Tibia en cuanto al argumento, la novela se lee con gusto gracias a las peculiaridades de sus personajes y al estilo mediterráneo presente en cada una de las páginas del libro. No encontrarás aquí una historia demasiado oscura o cruda al estilo norteamericano o escandinavo. No. Aquí lo que retrata Manzini (y lo hace muy bien) es la sombra alargada de la picaresca mediterránea sobre la piel y nuestro particular baile al son de  los pecados veniales.

De eso sabe un rato el inspector Rocco Schiavone, más de ciudad que el propio asfalto, obsesionado con relacionar el físico de las personas que le rodean con animales y cuyo destierro a un lugar que él considera poco sofisticado es un peldaño más en su personal escala de tocada de cojones,  donde el top ten de mortificación para él es tener un caso para resolver. Y para eso es precisamente para lo que le llaman.

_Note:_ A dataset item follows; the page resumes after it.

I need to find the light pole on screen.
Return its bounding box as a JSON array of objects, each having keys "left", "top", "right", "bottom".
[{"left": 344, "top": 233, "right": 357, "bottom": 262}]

Para enfrentarse a la resolución de un crimen.

Un auténtico Grinch políticamente incorrecto, este investigador cumple al dedillo con todas las características del cliché italianini : colérico de temperamento gaseosero , corrupto, amante de la buena mesa y de las mujeres que lleva hasta las últimas consecuencias su atuendo “antes muerto que sencillo” que proporciona alguno de los momentos más hilarantes de la historia. Por si esto fuera poco, sus métodos de investigación no están precisamente muy cercanos a lo que exige la ley, aunque le resultan eficaces. Una joyita, vamos.  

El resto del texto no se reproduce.